Northumberland College Principal and Chief Executive Rachel Ellis-Jones said: "We are obviously extremely disappointed at the news, although we have had no confirmation of this decision from the Learning and Skills Council. The LSC has for some years given the college great encouragement that we had a very strong case for new build.
"It is a great shame for people looking to access further and higher education in Northumberland - the only county in the country to have had no capital funding. They will sadly be denied the 'world class' facilities the Government promised them.
"The college management and governing body remain determined to secure capital investment to transform our learning facilities and will continue to lobby the Government until Northumberland gets its new build."
The LSCouncil froze the building programme in December because there was not enough money to go around.

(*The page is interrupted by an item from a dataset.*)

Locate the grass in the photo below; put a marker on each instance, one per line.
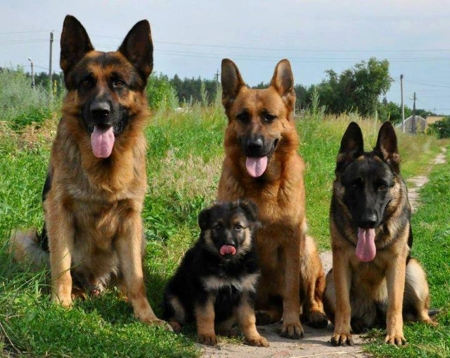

Further Education minister Kevin Brennan said the 13 colleges were chosen after the LSC looked at where the funds would have the greatest impact for students, employers and communities and where work can be started quickly and get the best value for the taxpayer.
The remaining 167 colleges in the programme will not learn if they can go ahead until 2011.
South Tyneside has a ã102m plan for new buildings on its South Shields and Hebburn sites, including specialist equipment for its popular marine department. Contractors had already been appointed.
Jim Bennett, principal and chief executive at South Tyneside College, said: "This news is deeply disappointing and is clearly not the decision we were hoping for.
"The members of the board and the staff are extremely angry that this entire process has been so abysmally mismanaged by the LSC nationally and essentially puts us back where we were three years ago.
"However, we can not dwell on this anger and disappointment and must now draw a line under the debacle and concentrate on the task in hand of providing first-class teaching from all of our sites across the borough.
"By hook or by crook there will be new facilities at South Tyneside College."